Basically, for such a scheme to work, you need to match velocity VECTORS at times of closest-to-Mars and closest-to-Earth OTV/space station dockings . . . just having nearly-intersecting orbital points will be insufficient.

And I haven’t even touched on the issues of maintaining the integrity and functionality of the “cycling space station” itself over, what, the twenty of more years that would be required for it to “pay back” it’s initially cost.

It it just won’t work, with all due respect to Buzz.

Gordon A. Dressler
July 30, 2020 5:03 pm

Just wondering how much COVID-19 virus might be carried aboard NASA’s Mars 2020 Perseverance rover mission.

Adrian Mann
Reply to  Gordon A. Dressler
July 31, 2020 12:07 am

That would be none. Cleanest spacecraft ever.

Gordon A. Dressler
Reply to  Adrian Mann
July 31, 2020 12:41 pm

Adrian, did you even bother to read the article that you linked?

Quote taken directly from the article: ” ‘We don’t build a completely sterile spacecraft. That’s ridiculously impossible,’ Stricker says”.

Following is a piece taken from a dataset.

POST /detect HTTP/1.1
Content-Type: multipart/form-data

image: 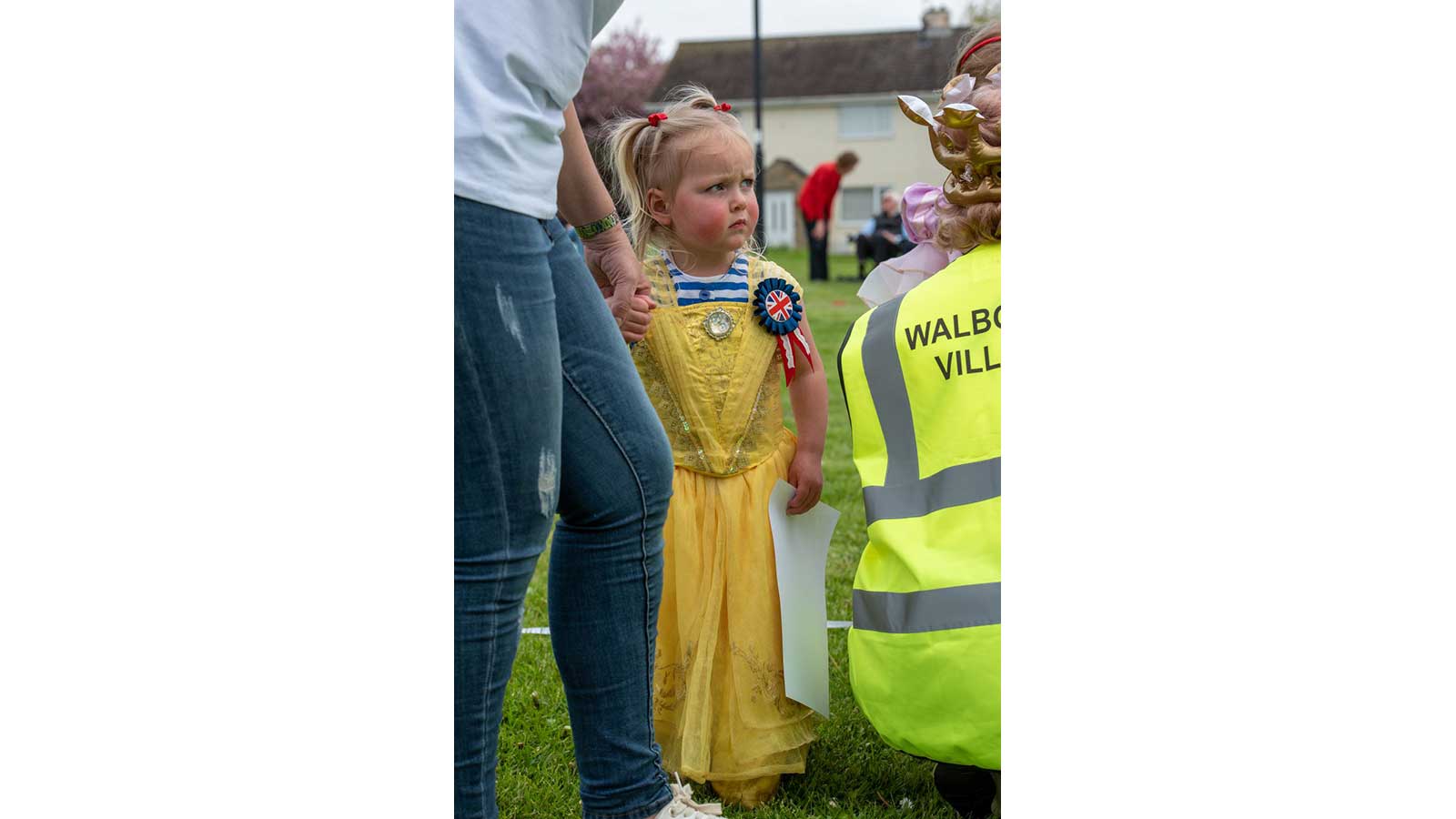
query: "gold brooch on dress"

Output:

Also, check out this misleading statement in the same linked article: “They also use a method that NASA has used for decades. ‘A majority of components we [bake] at 110 degrees Celsius (230 degrees F) for 144 hours. That’s weeks. So, we are really killing it with fire,’ says Stricker.” Well, the Perserverence rover was almost fully assembled well before the December 2019-January 2020 worldwide spread of COVID-19. Therefore, this statement does not apply to eliminating COVID-19 from this rover.

Finally, as to the subject of IPA wipes and swabs, that’s just window dressing at this point. There is no way to gain access tp the numerous tight spaces/surfaces on the rover which may have accumulated COVID-19 fomites.

“None” . . . hardly.

Reply to  Gordon A. Dressler
July 31, 2020 1:15 pm

Adrian, did you even bother to read the article that you linked?

Adrian’s not one to think before he speaks. I’m pretty sure it’s because he’s particularly (un)adept at logical thinking, but the jury’s still out. It could be that he simply doesn’t read, as you say.

Joel O'Bryan
Reply to  Gordon A. Dressler
July 31, 2020 1:32 pm

The radiation environment sterilizes it.

Gordon A. Dressler
Reply to  Joel O'Bryan
July 31, 2020 5:22 pm

Or mutates the virus . . . or does nothing at all.

A path length on the order of 6 or more inches of intervening structural metals, structural carbon composite panels and instrument/avionics boxes between internal surfaces contaminated with bacteria and viruses and the external space radiation environment would be sufficient to shield such for the sevens months duration needed to reach Mars. It is reported that certain bacteria and viruses can also survive exposure to space vacuum conditions.